Can’t raise a stink in India’s litter Capital
In my gated community, we pay a hefty monthly maintenance fee, much of which goes into keeping the common areas spick-and-span. The floors are regularly scrubbed, elevators are serviced in time, and the lawns look green and manicured round the year.columns Updated: Jul 29, 2013 02:50 IST
In my gated community, we pay a hefty monthly maintenance fee, much of which goes into keeping the common areas spick-and-span. The floors are regularly scrubbed, elevators are serviced in time, and the lawns look green and manicured round the year. The only eyesores are the walls smeared with the gutka and paan stains.

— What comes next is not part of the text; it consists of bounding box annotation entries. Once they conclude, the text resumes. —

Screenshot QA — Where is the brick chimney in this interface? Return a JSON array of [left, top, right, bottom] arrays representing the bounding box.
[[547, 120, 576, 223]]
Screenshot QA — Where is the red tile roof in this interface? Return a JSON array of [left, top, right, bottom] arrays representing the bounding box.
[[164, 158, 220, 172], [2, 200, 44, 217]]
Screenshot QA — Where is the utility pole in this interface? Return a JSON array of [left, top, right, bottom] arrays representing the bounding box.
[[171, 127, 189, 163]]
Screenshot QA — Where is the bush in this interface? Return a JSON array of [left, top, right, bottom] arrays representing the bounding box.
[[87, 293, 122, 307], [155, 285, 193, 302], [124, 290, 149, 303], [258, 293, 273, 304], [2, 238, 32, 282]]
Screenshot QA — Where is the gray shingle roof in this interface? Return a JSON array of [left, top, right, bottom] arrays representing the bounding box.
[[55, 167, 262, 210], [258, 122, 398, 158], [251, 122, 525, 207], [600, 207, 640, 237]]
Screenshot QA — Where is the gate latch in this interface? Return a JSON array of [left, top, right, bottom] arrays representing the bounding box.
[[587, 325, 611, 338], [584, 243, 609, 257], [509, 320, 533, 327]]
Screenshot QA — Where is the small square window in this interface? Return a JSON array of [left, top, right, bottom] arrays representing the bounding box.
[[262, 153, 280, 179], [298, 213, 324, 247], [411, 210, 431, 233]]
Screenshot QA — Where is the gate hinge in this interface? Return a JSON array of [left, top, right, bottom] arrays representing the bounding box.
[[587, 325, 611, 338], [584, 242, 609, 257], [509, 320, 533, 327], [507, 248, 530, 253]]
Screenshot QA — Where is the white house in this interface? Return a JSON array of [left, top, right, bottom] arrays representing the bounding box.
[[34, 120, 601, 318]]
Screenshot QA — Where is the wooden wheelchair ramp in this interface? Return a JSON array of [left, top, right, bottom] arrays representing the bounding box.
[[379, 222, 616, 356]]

Polite requests and stern warnings have failed to control serial offenders from leaving their spittle trail on the walls of an otherwise well-kept building. Caught in action, a resident laughed it off, claiming it was an “Indian thing to do”.
He was not wrong. Sprays of beetle and tobacco juice adorn urban landscapes across India. In Delhi, the paan stains are like public art, on display at the power corridors of the Lutyens’ zone and the squalid slums in east Delhi. Kolkata’s iconic Howrah Bridge is losing its protective metal casing to the acids contained in paan. Mumbai is planning to get a deep purple exterior paint for its suburban trains to camouflage spittle trails.
Indians have carried this civic art even to London. Three years back, Brent, a north-west London council that houses a huge South Asian immigrant population, started cracking down on people spitting paan on pavements. The stains were so stubborn that even special teams using high powered water jets were unable to totally remove them, the BBC reported in 2010. So, the council decided to spend £17,000 on an education campaign by plastering the neighbourhood with posters that read: “It’s Nasty Man: Don’t Spit Paan”.
Recently, Enfield, another London borough, moved a proposal to make spitting a criminal offence that got approval from the secretary of state. If passed after consultation, people caught spitting would be issued with a fixed penalty notice and anyone refusing to pay could face prosecution and a fine of up to £5,000.
Delhi, of course, has long made its peace with littering and stains. In 2008, Forbes magazine rated our capital as the world’s 24th dirtiest city. That was the time when Delhi was promised a civic makeover for the 2010 Commonwealth Games. The government promised us a generational leap in the city infrastructure, with trash-free roads, heavy fines for littering, 1,000 waterless toilets, and awareness campaigns such as Dilli ki beti, urging people to stop spitting, urinating and throwing garbage in public spaces.
But the “world-class” sheen started waning almost as soon as the athletes left. The waterless toilets have been shut down and people are back to urinating on walls. The stainless steel bins have been stolen and garbage is back where it traditionally belonged. The white-washed walls of Connaught Place are now splattered with different shades of maroon. Dilli ki beti has disappeared from the hoardings and there is no one to tell our callous residents that spitting and urinating in public places is gross and throwing trash out of the car window shameful.
Two of the three civic corporations that the MCD was trifurcated into, have together raised approximately Rs 3 crore in fines from residents for littering. But these were fines imposed on establishments — shops, roadside eateries, small factories and residents dumping garbage and construction waste in bulk. There are no provisions to enforce spot fines for individuals littering, spitting or taking a leak in public places.
The Bill to increase such spot fines from Rs 50 to Rs 500 has been pending for years. With just one Assembly session left before Delhi goes to polls, it is unlikely to be passed before the Congress seeks its fourth consecutive tenure. Increasing penalties is always bad politics. Really, why bother when the majority is happy turning their city into a giant bin and an open toilet.